The inclusion criteria were limited to papers published within the timeframe of January 2011 to December 2022. Furthermore, we focused solely on original articles. We utilized Rayyan (, a free platform, to oversee the literature review process and to identify and eliminate any duplicate articles.

Subsequently, we screened titles and abstracts to exclude articles based on the subsequent criteria (utilizing the labels provided in parentheses):

  • • The study does not use EHRs (No EHRs).

  • • The study reports the application of NLP but does not mention any NER method (No NER).

  • • The study is unrelated to NLP (No NLP).

  • • The study is not reported as an original research paper, for example review articles or conference proceedings (Not Original).

  • • The paper is written in a language other than English (Language).

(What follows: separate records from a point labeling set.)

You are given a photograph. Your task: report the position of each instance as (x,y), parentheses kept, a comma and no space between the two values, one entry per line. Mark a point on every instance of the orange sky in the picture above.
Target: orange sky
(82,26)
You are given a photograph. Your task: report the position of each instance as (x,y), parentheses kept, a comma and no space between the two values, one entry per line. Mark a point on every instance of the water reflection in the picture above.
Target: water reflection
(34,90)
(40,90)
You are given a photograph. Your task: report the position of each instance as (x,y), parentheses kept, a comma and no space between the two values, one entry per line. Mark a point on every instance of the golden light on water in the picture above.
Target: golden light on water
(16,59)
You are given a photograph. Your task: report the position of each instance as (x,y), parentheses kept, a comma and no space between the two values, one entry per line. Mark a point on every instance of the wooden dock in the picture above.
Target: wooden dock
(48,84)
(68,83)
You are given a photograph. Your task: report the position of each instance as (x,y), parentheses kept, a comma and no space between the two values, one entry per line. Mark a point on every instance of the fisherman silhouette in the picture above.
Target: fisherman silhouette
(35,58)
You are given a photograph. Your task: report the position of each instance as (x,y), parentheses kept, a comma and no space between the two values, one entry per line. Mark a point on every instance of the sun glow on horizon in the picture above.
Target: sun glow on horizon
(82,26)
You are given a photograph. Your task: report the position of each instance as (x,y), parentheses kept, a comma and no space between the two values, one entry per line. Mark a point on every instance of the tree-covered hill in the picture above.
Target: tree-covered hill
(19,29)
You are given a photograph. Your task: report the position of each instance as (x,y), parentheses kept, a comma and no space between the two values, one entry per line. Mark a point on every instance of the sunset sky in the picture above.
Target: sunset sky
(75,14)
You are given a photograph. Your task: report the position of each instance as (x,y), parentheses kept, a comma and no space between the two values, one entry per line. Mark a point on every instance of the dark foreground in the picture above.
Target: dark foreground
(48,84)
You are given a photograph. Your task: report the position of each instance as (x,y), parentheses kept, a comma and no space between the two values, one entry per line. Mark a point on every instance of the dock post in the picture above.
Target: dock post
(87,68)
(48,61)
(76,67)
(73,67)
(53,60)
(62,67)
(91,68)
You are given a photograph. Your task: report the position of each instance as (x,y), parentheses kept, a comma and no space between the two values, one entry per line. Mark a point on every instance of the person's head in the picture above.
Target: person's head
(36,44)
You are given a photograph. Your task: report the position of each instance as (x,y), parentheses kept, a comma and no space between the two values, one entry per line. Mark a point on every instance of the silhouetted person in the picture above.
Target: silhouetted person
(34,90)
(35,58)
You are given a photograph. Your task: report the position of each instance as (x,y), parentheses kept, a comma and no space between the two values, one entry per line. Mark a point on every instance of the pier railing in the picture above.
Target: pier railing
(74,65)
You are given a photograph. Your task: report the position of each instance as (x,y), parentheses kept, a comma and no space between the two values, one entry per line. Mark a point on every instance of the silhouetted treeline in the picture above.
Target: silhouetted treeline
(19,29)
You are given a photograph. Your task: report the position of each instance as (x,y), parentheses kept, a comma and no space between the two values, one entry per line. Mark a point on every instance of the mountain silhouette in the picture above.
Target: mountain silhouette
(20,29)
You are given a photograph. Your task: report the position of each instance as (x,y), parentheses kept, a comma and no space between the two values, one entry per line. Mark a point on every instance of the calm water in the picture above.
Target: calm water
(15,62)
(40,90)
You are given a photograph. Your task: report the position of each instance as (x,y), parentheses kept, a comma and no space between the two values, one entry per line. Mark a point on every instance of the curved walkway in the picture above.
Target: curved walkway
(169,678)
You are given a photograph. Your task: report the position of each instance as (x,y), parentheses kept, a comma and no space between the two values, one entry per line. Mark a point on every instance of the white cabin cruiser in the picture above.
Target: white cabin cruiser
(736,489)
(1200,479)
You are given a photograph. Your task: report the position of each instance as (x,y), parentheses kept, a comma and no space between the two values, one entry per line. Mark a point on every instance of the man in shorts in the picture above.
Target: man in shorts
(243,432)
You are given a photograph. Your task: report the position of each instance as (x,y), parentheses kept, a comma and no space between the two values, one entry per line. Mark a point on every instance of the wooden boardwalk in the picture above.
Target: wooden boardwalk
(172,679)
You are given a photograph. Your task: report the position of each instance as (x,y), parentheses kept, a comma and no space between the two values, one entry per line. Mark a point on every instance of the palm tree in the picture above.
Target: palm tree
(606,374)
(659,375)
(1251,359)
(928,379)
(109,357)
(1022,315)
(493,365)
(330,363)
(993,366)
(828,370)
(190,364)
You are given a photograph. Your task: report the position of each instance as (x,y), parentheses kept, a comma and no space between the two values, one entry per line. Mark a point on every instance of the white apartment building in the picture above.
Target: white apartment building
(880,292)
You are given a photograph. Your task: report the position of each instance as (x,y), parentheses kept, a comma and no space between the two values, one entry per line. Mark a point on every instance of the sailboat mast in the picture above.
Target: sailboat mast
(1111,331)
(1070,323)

In cases where there was a discrepancy concerning any article, we ascertained whether the publication adhered to the exclusion criteria, using the information provided in the title and abstract.

Next, we screened the full texts. During full-text screening, we manually extracted the following information to describe the articles:

  • • Clinical domain: We identified the types of healthcare services utilized for the extraction of EHRs.

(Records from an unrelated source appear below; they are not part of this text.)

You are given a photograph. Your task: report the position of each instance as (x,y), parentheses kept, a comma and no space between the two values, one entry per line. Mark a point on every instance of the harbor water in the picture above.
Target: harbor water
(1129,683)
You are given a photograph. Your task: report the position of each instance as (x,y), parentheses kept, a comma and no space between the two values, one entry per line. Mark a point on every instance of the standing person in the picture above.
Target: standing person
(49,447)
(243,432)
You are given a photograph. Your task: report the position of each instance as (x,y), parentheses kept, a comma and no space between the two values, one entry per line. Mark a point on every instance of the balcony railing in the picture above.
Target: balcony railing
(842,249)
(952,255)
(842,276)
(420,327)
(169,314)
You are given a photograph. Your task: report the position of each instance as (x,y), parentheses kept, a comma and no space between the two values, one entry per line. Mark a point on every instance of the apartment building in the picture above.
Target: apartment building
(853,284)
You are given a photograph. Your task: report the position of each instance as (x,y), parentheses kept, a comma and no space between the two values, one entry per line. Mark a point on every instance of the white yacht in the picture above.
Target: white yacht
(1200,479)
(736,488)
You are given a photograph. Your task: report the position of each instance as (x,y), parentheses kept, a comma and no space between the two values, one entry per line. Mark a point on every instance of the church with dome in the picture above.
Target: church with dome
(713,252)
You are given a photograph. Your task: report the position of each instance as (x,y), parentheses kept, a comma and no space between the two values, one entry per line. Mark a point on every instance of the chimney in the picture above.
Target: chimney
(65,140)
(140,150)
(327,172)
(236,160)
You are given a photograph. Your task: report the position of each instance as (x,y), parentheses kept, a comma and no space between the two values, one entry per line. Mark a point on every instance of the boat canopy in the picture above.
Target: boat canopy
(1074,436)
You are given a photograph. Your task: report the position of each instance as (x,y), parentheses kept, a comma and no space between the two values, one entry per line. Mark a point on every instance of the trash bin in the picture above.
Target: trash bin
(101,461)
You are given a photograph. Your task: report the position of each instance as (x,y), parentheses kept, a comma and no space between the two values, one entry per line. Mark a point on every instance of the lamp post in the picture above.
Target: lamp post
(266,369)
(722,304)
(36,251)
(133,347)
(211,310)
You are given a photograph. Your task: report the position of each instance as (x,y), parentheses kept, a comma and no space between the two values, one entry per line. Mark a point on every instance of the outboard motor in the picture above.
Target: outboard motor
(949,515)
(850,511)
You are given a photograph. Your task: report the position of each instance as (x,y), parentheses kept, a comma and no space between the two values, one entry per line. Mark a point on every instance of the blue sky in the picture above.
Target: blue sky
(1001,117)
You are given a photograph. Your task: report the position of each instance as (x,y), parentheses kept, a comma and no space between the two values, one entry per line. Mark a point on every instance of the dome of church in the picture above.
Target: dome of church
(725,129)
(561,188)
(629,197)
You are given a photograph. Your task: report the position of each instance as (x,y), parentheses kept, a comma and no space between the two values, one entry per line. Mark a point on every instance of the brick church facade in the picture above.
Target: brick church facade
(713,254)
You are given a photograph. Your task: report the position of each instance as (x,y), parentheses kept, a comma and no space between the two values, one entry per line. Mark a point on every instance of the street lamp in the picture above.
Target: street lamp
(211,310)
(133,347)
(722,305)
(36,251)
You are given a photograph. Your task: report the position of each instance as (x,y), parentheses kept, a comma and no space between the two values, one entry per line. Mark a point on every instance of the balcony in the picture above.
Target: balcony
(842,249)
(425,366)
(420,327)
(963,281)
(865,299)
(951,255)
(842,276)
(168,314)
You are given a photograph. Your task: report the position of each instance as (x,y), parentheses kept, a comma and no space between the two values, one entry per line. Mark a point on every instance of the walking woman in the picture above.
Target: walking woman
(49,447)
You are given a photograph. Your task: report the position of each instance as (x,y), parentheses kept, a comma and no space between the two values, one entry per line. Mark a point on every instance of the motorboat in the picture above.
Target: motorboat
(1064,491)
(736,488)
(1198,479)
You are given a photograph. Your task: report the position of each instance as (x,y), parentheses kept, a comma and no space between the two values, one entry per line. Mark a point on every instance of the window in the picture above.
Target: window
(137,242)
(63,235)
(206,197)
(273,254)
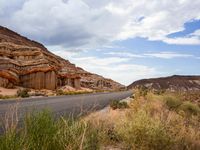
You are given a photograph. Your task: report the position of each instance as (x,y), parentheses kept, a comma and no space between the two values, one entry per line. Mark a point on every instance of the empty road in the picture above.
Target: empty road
(62,105)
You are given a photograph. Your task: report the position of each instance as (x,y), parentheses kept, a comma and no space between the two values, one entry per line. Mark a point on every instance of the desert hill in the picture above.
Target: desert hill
(29,64)
(172,83)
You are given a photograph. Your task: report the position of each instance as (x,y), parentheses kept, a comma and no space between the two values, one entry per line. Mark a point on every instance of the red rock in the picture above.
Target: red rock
(29,64)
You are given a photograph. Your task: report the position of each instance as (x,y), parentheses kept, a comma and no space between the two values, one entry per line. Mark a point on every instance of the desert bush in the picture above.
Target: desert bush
(172,103)
(115,104)
(143,91)
(190,108)
(23,93)
(140,131)
(159,92)
(59,92)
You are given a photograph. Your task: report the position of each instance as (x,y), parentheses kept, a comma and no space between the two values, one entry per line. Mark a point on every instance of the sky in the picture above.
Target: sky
(125,40)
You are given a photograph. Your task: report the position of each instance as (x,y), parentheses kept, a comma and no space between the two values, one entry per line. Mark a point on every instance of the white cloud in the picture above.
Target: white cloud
(125,54)
(163,55)
(168,55)
(88,23)
(112,67)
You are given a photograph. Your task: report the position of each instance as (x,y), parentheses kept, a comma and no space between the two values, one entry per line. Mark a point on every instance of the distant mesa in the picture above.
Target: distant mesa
(172,83)
(29,64)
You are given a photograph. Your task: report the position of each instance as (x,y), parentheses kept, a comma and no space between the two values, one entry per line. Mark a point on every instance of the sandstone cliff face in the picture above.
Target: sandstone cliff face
(29,64)
(173,83)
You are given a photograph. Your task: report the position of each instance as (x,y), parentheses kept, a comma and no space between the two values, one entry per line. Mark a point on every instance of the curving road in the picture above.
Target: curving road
(72,104)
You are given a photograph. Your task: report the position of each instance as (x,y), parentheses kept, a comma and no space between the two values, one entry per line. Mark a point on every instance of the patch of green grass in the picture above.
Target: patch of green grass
(115,104)
(41,132)
(190,108)
(172,103)
(23,93)
(61,92)
(7,97)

  • • Corpus language: We identified the language used in the development of the NER model.

  • • Corpus availability: We ascertained whether the study utilized private or public corpora. Additionally, we determined if the corpora were sourced from any NLP challenges.

  • • Tagging system: We explored the various tagging systems employed for the identification of tokens within entities that consist of multiple words.

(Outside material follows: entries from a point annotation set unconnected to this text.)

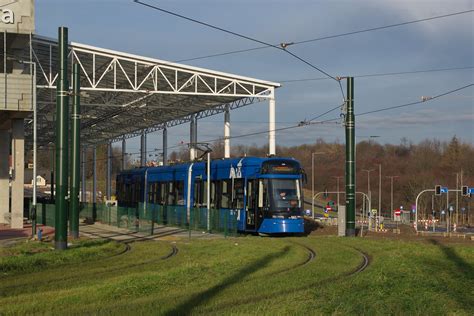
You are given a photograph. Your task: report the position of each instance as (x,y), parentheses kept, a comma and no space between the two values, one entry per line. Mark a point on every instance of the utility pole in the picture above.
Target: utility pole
(350,159)
(312,179)
(369,194)
(337,190)
(391,194)
(457,197)
(380,189)
(62,142)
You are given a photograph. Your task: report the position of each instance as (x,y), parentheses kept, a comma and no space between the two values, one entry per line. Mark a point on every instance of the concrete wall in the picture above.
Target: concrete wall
(4,176)
(17,16)
(17,91)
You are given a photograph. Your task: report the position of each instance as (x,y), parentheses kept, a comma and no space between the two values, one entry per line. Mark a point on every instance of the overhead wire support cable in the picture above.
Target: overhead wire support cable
(281,47)
(423,100)
(333,36)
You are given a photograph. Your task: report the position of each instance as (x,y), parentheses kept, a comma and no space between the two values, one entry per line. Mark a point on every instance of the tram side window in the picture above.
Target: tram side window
(251,189)
(199,199)
(225,193)
(171,196)
(162,193)
(238,193)
(203,195)
(179,187)
(151,192)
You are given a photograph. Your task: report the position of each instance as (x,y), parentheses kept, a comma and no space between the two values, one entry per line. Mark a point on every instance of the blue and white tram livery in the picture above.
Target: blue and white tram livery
(266,193)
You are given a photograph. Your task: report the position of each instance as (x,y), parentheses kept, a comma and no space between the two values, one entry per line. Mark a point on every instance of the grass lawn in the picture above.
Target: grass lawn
(248,275)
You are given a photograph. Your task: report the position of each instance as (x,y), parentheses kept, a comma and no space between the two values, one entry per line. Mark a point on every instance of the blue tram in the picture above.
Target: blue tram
(266,193)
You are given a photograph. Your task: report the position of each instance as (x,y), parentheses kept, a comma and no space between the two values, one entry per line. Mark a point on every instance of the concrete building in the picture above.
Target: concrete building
(122,96)
(16,102)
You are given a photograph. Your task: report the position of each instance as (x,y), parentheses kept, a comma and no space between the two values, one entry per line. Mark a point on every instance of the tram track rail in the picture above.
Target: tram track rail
(361,267)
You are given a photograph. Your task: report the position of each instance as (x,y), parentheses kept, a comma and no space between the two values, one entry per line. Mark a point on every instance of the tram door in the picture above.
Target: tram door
(251,205)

  • • NLP approach: We classified the NER models into various types or approaches. These include rule-based, traditional machine learning, deep learning, and graphical models.

III. Results

Figure 1 illustrates the procedure of our methodological review. Initially, we pinpointed 588 articles, from which 152 were selected for inclusion in this study. It is important to note that a single article may be attributed to multiple reasons for exclusion. We discovered numerous articles that utilized NLP approaches, but in certain instances, they did not implement NER methods. Furthermore, we identified several articles that included medical text, but this was obtained either from social media or through web scraping.

Figure 1

Flow diagram of the methodological review process. EHR: Electronic Health Record, NLP: natural language processing, NER: named entity recognition.

1. Classification Models

Figure 2 shows a timeline of the evolution of the NER approaches applied to EHRs, with this evolution being grounded in classification models. For instance, until 2016, rule-based methods, traditional machine learning methods, and graphical models were predominantly utilized. The support vector machine was the most frequently used traditional machine learning algorithm in the review [818]. In terms of graphical models, the conditional random field (CRF) was the most prevalent, primarily employed to address a label sequencing issue through NER tagging. Furthermore, the CRF model was commonly used in hybrid models or as an additional layer in the output of other models. Specifically, CRF was integrated with rule-based approaches [9,16,1923], deep learning methods [4,24,25], and the conditional Markov model [26].

Figure 2

Timeline of named entity recognition models. ML: machine learning, LSTM: long short-term memory, BiLSTM: bidirectional long short-term memory, CNN: convolutional neural network, CRF: conditional random field, RNN: recurrent neural network, BiGRU: bidirectional gated recurrent unit, BERT: bidirectional encoder representations from transformers.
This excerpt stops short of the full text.